A body accelerates uniformly from 10 m/s to 25 m/s in 5 s. Find (a) The acceleration (b) The distance covered by the body in that time
Answers
ANSWERS:
Given:
Initial velocity, u = 10 m/s
Final velocity, v = 25 m/s
Time = 5 s
To Find:
(i) The velocity of the body after next five second.

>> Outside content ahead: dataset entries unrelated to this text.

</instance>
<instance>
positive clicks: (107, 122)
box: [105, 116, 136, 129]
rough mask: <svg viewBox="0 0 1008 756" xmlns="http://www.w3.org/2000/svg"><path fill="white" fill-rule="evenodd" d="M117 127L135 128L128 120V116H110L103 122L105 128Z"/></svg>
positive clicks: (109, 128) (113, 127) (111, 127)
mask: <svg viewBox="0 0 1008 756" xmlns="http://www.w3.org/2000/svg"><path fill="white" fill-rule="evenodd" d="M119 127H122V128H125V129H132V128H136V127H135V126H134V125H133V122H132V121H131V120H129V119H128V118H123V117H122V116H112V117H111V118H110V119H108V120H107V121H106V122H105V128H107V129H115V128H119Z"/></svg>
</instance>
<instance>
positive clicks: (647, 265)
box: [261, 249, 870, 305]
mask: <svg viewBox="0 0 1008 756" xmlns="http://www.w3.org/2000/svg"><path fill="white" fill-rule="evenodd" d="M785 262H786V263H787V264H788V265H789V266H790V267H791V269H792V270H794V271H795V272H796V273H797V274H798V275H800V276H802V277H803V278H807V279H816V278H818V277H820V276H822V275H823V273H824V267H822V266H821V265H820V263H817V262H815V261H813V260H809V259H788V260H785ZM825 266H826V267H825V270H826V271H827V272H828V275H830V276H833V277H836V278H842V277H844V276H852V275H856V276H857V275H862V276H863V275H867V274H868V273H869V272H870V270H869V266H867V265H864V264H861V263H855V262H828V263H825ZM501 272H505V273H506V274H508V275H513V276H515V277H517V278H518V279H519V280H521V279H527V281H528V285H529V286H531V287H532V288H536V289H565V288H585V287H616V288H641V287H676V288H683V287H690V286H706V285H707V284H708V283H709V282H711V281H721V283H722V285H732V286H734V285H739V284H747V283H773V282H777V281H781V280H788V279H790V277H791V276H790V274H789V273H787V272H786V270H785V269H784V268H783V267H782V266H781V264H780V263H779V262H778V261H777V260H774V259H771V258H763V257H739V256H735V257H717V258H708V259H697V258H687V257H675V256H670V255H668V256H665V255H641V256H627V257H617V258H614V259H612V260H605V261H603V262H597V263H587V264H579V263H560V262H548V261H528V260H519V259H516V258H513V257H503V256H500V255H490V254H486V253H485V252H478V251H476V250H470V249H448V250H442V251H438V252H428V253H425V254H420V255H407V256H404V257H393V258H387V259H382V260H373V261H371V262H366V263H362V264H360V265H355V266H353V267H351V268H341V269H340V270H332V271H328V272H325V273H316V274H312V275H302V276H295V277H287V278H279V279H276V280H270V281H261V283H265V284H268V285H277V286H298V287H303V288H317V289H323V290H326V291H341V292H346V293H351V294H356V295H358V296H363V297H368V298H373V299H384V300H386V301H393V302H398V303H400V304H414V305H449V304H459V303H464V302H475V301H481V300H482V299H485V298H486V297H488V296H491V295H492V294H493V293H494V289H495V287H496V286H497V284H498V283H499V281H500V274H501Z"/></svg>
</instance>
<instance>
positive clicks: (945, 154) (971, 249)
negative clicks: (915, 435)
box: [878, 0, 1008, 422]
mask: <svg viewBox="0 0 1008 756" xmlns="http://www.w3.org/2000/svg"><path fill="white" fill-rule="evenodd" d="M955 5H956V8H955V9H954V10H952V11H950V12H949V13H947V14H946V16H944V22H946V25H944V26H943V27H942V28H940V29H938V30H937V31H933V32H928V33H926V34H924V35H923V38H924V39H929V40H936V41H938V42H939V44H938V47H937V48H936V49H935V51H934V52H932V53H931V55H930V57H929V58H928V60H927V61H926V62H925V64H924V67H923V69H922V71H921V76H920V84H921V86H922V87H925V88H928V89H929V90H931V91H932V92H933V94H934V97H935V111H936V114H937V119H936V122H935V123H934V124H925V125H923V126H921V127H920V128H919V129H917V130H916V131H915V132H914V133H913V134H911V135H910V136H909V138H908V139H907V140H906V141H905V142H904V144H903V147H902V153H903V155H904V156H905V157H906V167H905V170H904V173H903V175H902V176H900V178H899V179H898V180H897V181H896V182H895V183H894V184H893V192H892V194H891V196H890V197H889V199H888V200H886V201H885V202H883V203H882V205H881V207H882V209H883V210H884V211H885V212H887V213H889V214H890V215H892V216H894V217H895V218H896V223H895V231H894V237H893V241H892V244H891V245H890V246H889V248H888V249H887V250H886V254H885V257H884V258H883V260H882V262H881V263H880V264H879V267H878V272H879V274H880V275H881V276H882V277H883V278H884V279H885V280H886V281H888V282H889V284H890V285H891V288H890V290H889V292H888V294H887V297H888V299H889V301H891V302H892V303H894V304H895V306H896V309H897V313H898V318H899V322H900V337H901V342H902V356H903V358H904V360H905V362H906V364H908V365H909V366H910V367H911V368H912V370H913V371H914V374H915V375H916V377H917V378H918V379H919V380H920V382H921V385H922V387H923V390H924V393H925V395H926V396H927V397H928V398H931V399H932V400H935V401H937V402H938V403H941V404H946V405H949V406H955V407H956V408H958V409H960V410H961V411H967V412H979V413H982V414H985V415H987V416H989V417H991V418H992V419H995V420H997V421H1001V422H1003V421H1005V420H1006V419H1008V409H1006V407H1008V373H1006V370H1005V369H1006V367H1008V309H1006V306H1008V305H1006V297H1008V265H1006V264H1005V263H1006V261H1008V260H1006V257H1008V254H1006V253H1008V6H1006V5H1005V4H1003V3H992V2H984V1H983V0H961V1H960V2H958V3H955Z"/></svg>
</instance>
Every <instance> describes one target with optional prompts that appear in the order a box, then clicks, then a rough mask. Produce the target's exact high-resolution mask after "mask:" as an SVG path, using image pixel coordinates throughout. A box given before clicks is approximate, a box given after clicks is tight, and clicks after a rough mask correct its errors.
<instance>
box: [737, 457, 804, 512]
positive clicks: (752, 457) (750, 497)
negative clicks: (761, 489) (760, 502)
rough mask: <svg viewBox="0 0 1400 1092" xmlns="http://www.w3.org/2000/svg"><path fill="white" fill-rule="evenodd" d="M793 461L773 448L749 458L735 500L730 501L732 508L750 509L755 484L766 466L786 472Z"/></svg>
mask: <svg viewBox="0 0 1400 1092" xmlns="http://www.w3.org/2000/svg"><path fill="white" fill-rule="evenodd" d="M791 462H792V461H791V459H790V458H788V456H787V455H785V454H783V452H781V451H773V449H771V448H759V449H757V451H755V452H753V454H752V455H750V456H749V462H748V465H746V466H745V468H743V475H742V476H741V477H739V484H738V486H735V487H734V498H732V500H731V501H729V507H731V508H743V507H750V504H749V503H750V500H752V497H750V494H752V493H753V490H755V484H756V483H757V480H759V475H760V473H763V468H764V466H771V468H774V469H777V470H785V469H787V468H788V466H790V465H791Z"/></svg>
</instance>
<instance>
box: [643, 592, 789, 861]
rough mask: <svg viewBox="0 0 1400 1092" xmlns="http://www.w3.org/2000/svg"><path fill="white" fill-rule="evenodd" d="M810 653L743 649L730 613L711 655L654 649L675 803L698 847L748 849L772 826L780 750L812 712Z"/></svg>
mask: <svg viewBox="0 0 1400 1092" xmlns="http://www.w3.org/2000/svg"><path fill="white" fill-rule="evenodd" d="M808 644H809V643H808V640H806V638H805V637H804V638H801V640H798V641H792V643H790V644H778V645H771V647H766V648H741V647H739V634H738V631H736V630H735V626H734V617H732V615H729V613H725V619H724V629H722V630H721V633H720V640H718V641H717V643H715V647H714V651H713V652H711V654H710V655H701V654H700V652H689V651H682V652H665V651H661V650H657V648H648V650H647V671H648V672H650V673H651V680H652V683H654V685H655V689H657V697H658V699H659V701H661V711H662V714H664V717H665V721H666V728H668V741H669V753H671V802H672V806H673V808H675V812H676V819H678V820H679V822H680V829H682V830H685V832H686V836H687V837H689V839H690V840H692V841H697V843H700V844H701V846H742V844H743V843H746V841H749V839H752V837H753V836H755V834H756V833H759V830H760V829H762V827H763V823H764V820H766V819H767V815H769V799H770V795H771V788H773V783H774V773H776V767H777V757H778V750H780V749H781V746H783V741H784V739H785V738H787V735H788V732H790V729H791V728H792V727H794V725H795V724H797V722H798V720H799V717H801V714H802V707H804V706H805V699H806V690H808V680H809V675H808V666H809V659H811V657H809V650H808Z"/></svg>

(ii) The distance covered by the body in that time.
Calculation:
- Applying 1st equation of motion:
v = u + at
⇒ 25 = 10 + 5a
⇒ a = 3 m/s²
(i) After next 5 second, T = 5 + 5 = 10 s
- Again using 1st equation of motion:
V = u + at
⇒ V = 10 + (3 × 10)
⇒ V = 40 m/s
(ii) For the next 5 seconds, U = 25 m/s
Using 3rd equation of motion, we get:
V² = U² + 2aS
⇒ S = (V² - U²) / 2a
⇒ S = (40² - 25²) / (2 × 3)⇒ S = (1600 - 625) / 6
⇒ S = 975/6
⇒ S = 162.5 m
- So,
(i) The velocity of the body after next five seconds is 40 m/s.
(ii) The distance covered by the body in that time is 162.5 m.
A body accelerates uniformly from 10 m/s to 25 m/s in 5 s.
From above data we have the initial velocity of the body i.e. u is 10 m/s, final velocity i.e. v is 25 m/s and time 't' is 5 sec.
We have to find the acceleration and the distance covered by the body in that time.
a) For Acceleration:
Using the First Equation Of Motion,
v = u + at
Substitute the known values,
→ 25 = 10 + a(5)
→ 25 - 10 = 5a
→ 15 = 5a
→ 3 = a
Therefore, the acceleration of the body is 3 m/s².
b) For Distance:
Using the Second Equation Of Motion,
s = ut + 1/2 at²
Substitute the values,
→ s = 10(5) + 1/2 × 3 × (5)²
→ s = 50 + 3/2 × 25
→ s = 50 + 37.5
→ s = 87.5
Therefore, the distance covered by the body is 87.5 m.